One thought on “Conte Texas hold’em

  1. Ormai hai raggiunto un livello stratosferico. Non che sia una novità, ma la recente sequenza di vignette sul trio Conte-Di Maio-Salvini alle prese con il governo è spettacolare. Non preoccuparti se i commenti latitano, è un buon segno, vuol dire che sono concepite con un acume raro, ben al di là del tipico commento che vuol solo dimostrare che “sì Nat è bravo, ma in fondo in fondo io so essere spiritoso quanto lui, se non di più”.
    Per fortuna il vignettista satirico sei tu e non i lettori.

    La telefonata di Conte con mamma e papà nel mezzo della sua prima uscita post-adolescenziale, la rivisitazione del “benvenuto nell’AIDS” e il giocatore di scopa al tavolo da poker sono tra le tue migliori di sempre. O che dire dell’ “ancora certo appeal” del PD.

    E non di meno mi delizia il complesso livello tecnico con cui dai corpo alle idee che ti vengono. Ho una debolezza per le contaminazioni dialettali cui costringi i tuoi personaggi, l’effetto metalinguistico è forte, perchè mi pare che quel linguaggio che per i personaggi stessi sarebbe arbitrario diventa uno strumento molto efficace per assegnare loro un profilo antropologico. Lo hai fatto più volte con Berlusconi, e nel caso di Salvini c’è l’ulteriore elemento sarcastico di un leghista con accento terrone (che probabilmente è anche di più immediata fruizione).
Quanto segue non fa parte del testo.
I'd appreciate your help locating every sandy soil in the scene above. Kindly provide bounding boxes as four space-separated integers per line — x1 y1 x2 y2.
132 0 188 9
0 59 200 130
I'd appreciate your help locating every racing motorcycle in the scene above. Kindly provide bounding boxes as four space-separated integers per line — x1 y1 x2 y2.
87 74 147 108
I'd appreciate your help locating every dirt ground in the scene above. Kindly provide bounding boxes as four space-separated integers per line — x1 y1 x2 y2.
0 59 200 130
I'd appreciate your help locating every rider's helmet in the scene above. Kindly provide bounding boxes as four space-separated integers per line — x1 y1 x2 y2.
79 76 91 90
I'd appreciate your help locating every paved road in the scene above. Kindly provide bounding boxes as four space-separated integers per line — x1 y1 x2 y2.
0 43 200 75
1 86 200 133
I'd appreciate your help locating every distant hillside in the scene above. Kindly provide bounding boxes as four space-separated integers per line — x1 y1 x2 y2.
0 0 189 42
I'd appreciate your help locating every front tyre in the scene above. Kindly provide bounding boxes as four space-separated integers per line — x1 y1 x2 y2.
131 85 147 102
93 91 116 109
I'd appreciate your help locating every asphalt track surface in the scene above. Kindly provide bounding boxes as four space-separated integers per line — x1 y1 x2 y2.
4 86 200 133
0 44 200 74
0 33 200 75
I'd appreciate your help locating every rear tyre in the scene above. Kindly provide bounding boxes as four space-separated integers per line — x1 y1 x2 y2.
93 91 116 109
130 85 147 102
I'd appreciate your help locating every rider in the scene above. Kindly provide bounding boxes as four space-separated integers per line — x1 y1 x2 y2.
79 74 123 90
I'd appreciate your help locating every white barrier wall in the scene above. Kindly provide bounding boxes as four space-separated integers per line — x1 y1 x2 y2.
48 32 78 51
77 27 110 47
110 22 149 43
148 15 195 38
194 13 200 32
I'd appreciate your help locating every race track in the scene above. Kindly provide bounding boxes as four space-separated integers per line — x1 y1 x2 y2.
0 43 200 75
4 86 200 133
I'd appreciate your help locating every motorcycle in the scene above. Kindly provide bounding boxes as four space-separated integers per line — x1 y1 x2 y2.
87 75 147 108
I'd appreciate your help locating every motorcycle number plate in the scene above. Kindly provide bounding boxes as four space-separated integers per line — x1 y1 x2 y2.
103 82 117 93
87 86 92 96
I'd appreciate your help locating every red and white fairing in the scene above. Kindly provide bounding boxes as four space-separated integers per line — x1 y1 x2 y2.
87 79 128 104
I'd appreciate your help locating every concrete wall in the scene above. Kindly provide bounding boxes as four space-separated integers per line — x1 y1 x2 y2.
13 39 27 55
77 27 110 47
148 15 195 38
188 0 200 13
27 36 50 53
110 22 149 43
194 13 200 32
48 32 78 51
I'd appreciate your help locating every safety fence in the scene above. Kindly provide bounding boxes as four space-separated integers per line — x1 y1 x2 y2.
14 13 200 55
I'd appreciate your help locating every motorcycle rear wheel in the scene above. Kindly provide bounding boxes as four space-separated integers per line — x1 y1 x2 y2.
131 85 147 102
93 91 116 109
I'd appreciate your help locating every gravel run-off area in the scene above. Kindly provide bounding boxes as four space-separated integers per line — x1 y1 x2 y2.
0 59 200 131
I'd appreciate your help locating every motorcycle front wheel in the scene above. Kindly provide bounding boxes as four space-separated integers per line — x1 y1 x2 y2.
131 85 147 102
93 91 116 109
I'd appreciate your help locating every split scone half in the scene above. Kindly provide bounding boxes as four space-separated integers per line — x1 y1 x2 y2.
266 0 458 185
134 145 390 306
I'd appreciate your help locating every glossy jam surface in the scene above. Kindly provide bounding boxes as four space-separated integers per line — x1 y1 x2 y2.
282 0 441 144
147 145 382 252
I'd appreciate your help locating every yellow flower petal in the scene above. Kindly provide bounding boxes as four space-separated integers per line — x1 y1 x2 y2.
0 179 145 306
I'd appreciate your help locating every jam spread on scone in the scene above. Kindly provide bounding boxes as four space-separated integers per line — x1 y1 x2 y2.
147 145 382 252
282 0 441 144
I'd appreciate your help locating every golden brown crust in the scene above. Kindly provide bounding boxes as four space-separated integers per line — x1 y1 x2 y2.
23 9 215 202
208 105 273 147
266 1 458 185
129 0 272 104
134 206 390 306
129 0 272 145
    Comunque, nella speranza di non essere già oggetto di sarcasmo a causa di questo commento probabilmente pretenzioso, chiudo ribadendo ancora i complimenti. Adoro il tratto grafico, la verve, il vissuto personale che utilizzi come fonte di situazioni antropologiche, e soprattutto quella che mi pare sia una forte onestà intellettuale. La satira ha una funzione terapeutica e liberatoria, se l’autore non è libero, a che cazzo serve? Tanto vale ridere con il Bagaglino.

    In altre parole, continua a disegnare Cristi, cosciometri e prime pagine di Repubblica, e fottitene dei commenti, soprattutto di quelli dei fan. E anche di questo, no?